All of lore.kernel.org
 help / color / mirror / Atom feed
* [PATCH] numa: Change get_mempolicy() to use nr_node_ids instead of MAX_NUMNODES
@ 2019-02-11 18:02 rcampbell
  2019-02-11 19:27 ` Andrew Morton
  0 siblings, 1 reply; 5+ messages in thread
From: rcampbell @ 2019-02-11 18:02 UTC (permalink / raw)
  To: linux-mm; +Cc: Ralph Campbell, Andrew Morton

From: Ralph Campbell <rcampbell@nvidia.com>

The system call, get_mempolicy() [1], passes an unsigned long *nodemask
pointer and an unsigned long maxnode argument which specifies the
length of the user's nodemask array in bits (which is rounded up).
The manual page says that if the maxnode value is too small,
get_mempolicy will return EINVAL but there is no system call to return
this minimum value.
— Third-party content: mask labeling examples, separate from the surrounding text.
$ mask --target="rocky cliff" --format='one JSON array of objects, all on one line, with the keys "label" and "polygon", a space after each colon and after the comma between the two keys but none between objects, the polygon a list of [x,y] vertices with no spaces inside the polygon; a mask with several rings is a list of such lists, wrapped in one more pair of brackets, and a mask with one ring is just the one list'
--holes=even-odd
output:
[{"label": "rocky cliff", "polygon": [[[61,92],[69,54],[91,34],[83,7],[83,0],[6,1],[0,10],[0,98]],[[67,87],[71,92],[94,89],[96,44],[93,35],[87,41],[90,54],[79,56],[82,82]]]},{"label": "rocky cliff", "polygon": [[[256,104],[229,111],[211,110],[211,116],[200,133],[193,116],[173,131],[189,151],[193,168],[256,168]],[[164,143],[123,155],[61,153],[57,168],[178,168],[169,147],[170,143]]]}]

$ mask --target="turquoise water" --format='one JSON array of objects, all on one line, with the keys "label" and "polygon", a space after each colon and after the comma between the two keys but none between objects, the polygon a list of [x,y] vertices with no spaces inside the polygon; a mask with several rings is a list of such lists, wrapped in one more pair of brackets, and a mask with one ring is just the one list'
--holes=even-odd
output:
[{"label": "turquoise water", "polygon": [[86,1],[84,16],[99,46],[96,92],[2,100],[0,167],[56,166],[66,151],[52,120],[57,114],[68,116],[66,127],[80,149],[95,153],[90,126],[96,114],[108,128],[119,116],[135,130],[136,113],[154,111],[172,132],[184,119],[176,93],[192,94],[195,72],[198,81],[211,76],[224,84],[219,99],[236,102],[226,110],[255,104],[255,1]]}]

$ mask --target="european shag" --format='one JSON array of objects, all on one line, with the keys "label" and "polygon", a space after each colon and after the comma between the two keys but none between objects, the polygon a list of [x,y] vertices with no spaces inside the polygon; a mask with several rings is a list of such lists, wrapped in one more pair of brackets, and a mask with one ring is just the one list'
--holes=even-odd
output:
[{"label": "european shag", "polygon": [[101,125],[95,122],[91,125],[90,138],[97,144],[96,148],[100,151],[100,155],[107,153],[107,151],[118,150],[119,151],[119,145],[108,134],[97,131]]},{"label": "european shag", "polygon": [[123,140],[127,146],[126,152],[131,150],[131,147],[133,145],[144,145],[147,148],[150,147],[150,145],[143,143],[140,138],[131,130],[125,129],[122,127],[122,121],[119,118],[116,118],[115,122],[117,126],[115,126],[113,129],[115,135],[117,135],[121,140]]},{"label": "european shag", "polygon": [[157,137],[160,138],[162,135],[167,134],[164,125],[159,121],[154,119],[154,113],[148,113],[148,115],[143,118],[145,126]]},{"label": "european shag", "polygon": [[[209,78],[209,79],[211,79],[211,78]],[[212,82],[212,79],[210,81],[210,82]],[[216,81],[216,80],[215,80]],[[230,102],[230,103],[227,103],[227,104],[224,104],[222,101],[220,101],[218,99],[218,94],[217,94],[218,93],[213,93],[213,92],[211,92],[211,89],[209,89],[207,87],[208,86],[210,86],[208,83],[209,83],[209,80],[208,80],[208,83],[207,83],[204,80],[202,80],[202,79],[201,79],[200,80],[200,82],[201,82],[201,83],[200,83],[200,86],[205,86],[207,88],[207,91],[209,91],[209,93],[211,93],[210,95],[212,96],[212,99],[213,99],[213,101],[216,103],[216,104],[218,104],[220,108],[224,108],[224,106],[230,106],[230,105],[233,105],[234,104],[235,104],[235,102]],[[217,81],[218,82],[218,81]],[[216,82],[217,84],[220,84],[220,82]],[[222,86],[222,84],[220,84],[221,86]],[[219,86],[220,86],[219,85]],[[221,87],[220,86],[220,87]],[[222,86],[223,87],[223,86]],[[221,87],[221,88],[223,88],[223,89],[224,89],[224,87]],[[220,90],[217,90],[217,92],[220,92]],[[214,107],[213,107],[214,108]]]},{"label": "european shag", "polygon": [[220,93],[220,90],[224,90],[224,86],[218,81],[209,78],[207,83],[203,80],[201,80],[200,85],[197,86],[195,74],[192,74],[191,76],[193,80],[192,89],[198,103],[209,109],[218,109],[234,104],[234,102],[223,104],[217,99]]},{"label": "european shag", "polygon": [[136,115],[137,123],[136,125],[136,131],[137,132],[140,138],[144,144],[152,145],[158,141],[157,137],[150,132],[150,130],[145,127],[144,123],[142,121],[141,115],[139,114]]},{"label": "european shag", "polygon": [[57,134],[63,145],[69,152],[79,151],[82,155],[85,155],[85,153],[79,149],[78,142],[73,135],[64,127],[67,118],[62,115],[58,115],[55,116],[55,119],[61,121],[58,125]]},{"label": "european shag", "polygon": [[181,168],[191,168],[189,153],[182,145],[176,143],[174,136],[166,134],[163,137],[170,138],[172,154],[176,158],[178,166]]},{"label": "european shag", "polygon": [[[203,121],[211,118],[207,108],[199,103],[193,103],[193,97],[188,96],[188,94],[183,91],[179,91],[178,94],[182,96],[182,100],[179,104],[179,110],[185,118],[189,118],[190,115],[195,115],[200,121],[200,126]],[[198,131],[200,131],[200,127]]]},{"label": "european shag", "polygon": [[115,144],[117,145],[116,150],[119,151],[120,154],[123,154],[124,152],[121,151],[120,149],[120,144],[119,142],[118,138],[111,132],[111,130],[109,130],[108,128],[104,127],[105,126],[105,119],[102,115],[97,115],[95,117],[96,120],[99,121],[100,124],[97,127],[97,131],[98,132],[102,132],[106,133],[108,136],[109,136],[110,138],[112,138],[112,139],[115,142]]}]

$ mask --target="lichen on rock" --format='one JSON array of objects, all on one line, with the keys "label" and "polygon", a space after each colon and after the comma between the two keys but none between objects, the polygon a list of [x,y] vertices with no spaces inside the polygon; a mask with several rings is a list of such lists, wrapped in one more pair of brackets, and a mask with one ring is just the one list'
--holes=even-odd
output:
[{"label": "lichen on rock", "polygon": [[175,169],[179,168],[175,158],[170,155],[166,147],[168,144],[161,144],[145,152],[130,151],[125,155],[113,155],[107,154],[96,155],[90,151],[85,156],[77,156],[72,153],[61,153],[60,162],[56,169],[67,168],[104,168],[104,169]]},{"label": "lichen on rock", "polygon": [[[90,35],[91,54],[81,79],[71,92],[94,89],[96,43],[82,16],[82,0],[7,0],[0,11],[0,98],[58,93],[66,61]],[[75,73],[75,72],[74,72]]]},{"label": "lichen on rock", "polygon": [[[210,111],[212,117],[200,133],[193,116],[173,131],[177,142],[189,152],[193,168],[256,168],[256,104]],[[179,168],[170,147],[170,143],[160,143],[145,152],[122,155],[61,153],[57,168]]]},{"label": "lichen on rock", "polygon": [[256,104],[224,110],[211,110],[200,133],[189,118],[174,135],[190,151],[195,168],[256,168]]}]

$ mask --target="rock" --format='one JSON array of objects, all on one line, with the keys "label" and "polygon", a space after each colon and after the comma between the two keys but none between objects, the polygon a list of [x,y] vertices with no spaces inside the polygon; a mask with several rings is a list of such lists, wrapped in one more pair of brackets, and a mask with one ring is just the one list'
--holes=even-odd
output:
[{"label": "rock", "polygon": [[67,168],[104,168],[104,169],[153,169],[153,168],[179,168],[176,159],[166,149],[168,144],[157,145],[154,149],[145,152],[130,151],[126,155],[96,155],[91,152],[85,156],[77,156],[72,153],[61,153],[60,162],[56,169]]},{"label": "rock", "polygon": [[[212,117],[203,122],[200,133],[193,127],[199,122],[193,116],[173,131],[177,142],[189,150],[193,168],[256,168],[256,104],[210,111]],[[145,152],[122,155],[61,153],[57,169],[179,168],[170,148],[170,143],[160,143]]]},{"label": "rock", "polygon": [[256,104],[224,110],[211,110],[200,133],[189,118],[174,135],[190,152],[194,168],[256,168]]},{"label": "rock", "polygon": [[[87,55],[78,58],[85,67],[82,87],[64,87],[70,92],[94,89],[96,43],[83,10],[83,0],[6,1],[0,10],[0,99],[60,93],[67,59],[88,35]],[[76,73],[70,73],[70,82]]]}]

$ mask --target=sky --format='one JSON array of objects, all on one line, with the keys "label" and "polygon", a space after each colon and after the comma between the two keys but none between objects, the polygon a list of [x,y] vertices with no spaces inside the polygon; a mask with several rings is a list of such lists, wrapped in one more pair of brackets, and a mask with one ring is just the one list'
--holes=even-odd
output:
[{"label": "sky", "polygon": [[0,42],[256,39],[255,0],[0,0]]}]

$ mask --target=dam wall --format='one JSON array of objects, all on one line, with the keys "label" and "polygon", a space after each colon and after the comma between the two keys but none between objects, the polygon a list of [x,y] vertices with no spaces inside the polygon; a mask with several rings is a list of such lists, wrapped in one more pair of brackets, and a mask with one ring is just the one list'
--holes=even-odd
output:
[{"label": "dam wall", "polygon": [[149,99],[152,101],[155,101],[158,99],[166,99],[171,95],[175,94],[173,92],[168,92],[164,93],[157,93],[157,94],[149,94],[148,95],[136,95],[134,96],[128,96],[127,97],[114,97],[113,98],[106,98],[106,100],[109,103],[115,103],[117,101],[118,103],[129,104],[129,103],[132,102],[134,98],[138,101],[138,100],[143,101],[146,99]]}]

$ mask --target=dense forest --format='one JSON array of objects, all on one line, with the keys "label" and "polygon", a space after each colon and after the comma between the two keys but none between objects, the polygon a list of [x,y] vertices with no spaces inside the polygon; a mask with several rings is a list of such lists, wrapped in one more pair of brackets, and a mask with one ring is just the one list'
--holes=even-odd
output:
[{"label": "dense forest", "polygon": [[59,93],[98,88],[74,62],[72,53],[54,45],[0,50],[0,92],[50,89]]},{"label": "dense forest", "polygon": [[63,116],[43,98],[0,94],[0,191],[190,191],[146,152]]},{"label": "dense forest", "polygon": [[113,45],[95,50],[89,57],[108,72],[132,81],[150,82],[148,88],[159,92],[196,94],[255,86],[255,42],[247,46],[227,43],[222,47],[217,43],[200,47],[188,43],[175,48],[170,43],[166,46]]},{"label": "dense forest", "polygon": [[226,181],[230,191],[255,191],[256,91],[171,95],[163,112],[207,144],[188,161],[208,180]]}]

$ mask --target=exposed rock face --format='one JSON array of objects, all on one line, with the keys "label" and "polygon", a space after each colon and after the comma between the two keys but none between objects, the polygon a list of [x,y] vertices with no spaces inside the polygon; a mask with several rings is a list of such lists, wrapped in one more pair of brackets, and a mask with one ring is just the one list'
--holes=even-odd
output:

To determine this value, some programs search
/proc/<pid>/status for a line starting with "Mems_allowed:" and use
the number of digits in the mask to determine the minimum value.
A recent change to the way this line is formatted [2] causes these
programs to compute a value less than MAX_NUMNODES so get_mempolicy()
returns EINVAL.

Change get_mempolicy(), the older compat version of get_mempolicy(), and
the copy_nodes_to_user() function to use nr_node_ids instead of
MAX_NUMNODES, thus preserving the defacto method of computing the
minimum size for the nodemask array and the maxnode argument.

[1] http://man7.org/linux/man-pages/man2/get_mempolicy.2.html
[2] https://lore.kernel.org/lkml/1545405631-6808-1-git-send-email-longman@redhat.com

Signed-off-by: Ralph Campbell <rcampbell@nvidia.com>
Suggested-by: Alexander Duyck <alexander.duyck@gmail.com>
Cc: Andrew Morton <akpm@linux-foundation.org>
---
 mm/mempolicy.c | 6 +++---
 1 file changed, 3 insertions(+), 3 deletions(-)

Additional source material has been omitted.